Un individu raté se dessine aussi à travers le personnage d’Ulysse dans L’Odyssée (Téhéran, Hafez Hall, 2016) également mis en scène par Arash Dadgar et basé sur un texte éponyme de Amin Tabataba’ï, d’après Homère. Ce spectacle fragmenté évoque la destruction et la dévastation. En lieu et place d’un grand héros, Ulysse devient un imbécile prêt à solder l’histoire de son pays : un être humain qui achète, qui vend, et qui vit, et pour qui tout était fini depuis le jour où il a quitté Ithaque pour Troie, pour la Guerre. Vivant dans l’univers des ombres, entouré des fantômes de ses victimes massacrées pendant la Guerre, Ulysse doit graver sur sa poitrine à l’aide d’un couteau le nombre de ses années d’errance afin de ne pas les oublier.
C’est le même procédé qui est employée par Mehdi Koushki (né en 1981) dans Le Théâtre du mal (Teatr-e schar, Téhéran, Da House, 2017), basé sur Richard III de Shakespeare. Koushki bâtit son spectacle sur différentes strates temporelles qu’il superpose (le temps de l’œuvre et le temps présent), ainsi que sur différentes strates spatiales (une crypte médiévale et le lieu de la représentation – un ancien hammam converti en salle de spectacle) et enfin sur un double emploi de la langue puisque Le Théâtre du mal est joué en anglais – la langue de Shakespeare – et en persan, bien que les personnages restent incapables de se comprendre les uns les autres. Dans cette version, l’individu Richard a toutes ces raisons pour devenir ce qu’il est devenu : une victime.
L’Individu resurgit
Un dernier ensemble de spectacles est cependant porteur des signes d’un renouveau. Ils démontrent comment, malgré tous les obstacles et en dépit des difficultés rencontrées, les ‘individus’ arrivent à refaire surface. C’est ce qui transparaît dans Temps zéro absolu (Zamân sefr-e motlagh, Téhéran, Théâtre Mostaghel, 2018) de Amir Babashahabi (né en 1992), une adaptation des Portes de la perception d’Aldous Huxley. Le spectacle interroge la capacité de l’individu à atteindre la jouissance et la délivrance sans consommer de drogues. La réponse se trouvera dans la danse, les mouvements associés à l’inconscient.

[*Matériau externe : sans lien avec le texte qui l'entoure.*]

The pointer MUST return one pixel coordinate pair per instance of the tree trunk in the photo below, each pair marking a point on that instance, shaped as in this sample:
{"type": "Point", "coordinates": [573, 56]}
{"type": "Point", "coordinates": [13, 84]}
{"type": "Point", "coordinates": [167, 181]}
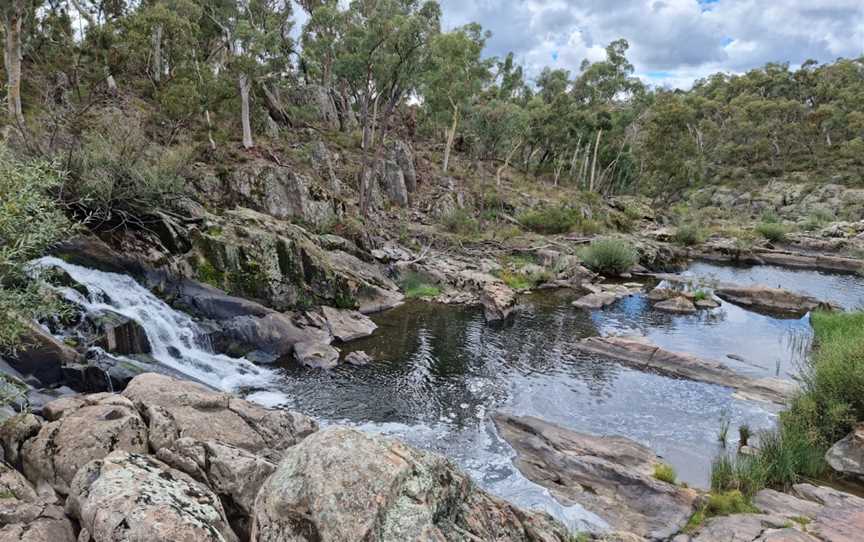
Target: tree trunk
{"type": "Point", "coordinates": [13, 21]}
{"type": "Point", "coordinates": [244, 111]}
{"type": "Point", "coordinates": [451, 136]}
{"type": "Point", "coordinates": [156, 38]}
{"type": "Point", "coordinates": [594, 163]}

Plus concrètement, Morteza Mirmontazemi (né en 1983) avec Becket (Téhéran, Tamâshâkhâneh Iranshahr, 2017) de Jean Anouilh aborde la question de l’« individu » dépassant ses limites personnelles. La fable de la pièce démontre comment les rapports extrêmement amicaux entre le roi d’Angleterre Henri II et l’archevêque de Cantorbéry Thomas Becket se transforment en confrontation suite aux choix de ce dernier qui préfère s’opposer au roi par fidélité à sa fonction de primat de l’église d’Angleterre. Pour sa représentation, Mirmontazemi adopte le cadre de cette confrontation remarquée qui s’achève par l’assassinat de Becket dans la cathédrale de Cantorbéry le 29 décembre 1170. Néanmoins, elle est ici figurée par des membres d’équipes de basket-ball, ce jeu violent où les corps-à-corps font rage, la scène devenant un terrain avec paniers et ballons. À travers ce jeu, le metteur en scène arrive à démontrer comment le non-respect des règles de la part de l’initiateur du jeu, c’est-à-dire Henri II, peut conduire l’ « individu », matérialisé à travers le personnage de Becket, vers un revirement inattendu en le poussant à montrer des hautes valeurs humaines. Et lorsque Becket opte définitivement pour les valeurs de sa fonction, il est alors mis au préalable ‘sur la touche’ par ordre du roi, puis interrogé et menacé (en lançant la balle sur lui au lieu de viser le panier) et en fin de compte, assassiné sous une pluie de ballons. Cependant, l’extrême désarroi et l’immense solitude du despote Henri II, derrière les barres de fer qui sépare la scène de la salle en renfermant les personnages dans leur l’univers du jeu, prouvent sa défaite face à un ‘individu’ qui a su persister dans ses principes.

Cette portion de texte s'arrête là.